By Manny Nunez
UCLA wants to get back into competition in a very strong Pac-12 conference this season. The Bruins last year were unable to get anything go their way as they finished 6-12 and in the bottom of the pack year ago. Now, their culture suddenly changed when they obtained top recruits Lonzo Ball and T.J Leaf. These two have become the top scorers on the team, and has propelled them to one of their strongest starts in quite some time.
At least for the first 20 minutes in Sunday night’s 74-67 win in the Wooden Legacy against Texas A&M, Isaac Hamilton stole the show. His 17 points in the first half on 7-9 shooting allowed the Bruins to gain control. He had the hot hand when Ball and Leaf went cold, which in part allowed the Bruins to flow the ball offensively.
“In all reality if it weren’t for Hamilton, we would not be in this game,” Bruins head coach Steve Alford said. “I thought that was pivotal to have Hamilton lead the way like he did in the first 20 minutes. Isaac was on fire and in a groove in the first half when all of our scorers were cold.

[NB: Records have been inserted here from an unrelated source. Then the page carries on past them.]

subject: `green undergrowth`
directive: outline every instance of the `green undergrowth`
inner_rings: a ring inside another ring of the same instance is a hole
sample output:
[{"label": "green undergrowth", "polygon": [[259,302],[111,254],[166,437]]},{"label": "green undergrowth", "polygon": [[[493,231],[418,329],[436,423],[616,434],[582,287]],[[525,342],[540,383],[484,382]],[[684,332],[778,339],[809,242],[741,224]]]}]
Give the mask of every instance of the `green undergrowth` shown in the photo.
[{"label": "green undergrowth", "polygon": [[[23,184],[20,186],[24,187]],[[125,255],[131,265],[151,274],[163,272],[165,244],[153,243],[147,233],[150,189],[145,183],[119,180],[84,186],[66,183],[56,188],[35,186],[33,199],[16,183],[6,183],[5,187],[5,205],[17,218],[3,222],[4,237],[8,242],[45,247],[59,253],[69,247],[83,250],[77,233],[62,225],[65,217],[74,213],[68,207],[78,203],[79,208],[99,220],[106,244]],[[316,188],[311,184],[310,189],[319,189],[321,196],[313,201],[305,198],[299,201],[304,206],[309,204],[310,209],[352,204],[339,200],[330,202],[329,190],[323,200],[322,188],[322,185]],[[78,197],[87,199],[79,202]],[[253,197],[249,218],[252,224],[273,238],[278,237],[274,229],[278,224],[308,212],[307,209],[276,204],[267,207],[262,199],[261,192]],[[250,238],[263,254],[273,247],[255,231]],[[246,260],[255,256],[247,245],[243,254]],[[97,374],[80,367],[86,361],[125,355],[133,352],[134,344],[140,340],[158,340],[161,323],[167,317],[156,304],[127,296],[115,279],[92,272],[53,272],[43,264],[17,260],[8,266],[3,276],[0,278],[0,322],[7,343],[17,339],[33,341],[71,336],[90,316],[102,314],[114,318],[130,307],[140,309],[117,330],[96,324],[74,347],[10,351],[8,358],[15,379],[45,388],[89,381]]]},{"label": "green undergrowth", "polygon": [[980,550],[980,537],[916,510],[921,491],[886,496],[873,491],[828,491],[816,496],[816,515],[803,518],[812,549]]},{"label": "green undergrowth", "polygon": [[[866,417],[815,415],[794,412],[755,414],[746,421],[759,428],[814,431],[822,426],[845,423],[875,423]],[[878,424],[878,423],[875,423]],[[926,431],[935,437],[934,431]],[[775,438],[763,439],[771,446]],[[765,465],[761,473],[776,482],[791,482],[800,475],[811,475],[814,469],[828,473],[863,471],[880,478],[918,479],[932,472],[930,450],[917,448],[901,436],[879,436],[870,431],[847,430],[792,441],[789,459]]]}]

That’s what we want because a year ago, a game like this would have taken us away from staying in anything.”
Ball and Bryce Alford eventually found their touch when they were needed most. A couple of clutch three pointers near the end of the game gave the Bruins a confidence building the victory over Texas A&M that keeps the team unbeaten this season.
“In the early onset of the season you learn more and more about your team,” Alford said. “The irony about tonight is how everyone talks about our offense and how impressive we have been, but it was the defense that really took us off over the last three games. What we will probably learn most is our half court offense since we have been in transition so much, but that will come with time.”
The Bruins are much younger this year with the additions of Ball and Leaf, but having Alford and Hamilton’s experience has proven to be a deadly weapon so far in their first seven games. All four have come in averaging over 15 points a game with T.J. Leaf leading the way averaging just under 18 points per game.
This gives the Bruins much more to work with whenever any one player is playing cold. It showed on Sunday night against a Texas A&M team that had center Tyler Davis and leading scorer D.J. Hogg contained.
“These guys learned a lot from playing overseas,” Alford said. “It is more than just having high flying scorers. There are seniors who can lead and freshmen who can score. Bryce and Isaac were big when we needed them, and our everything we did tonight showed we have something great.”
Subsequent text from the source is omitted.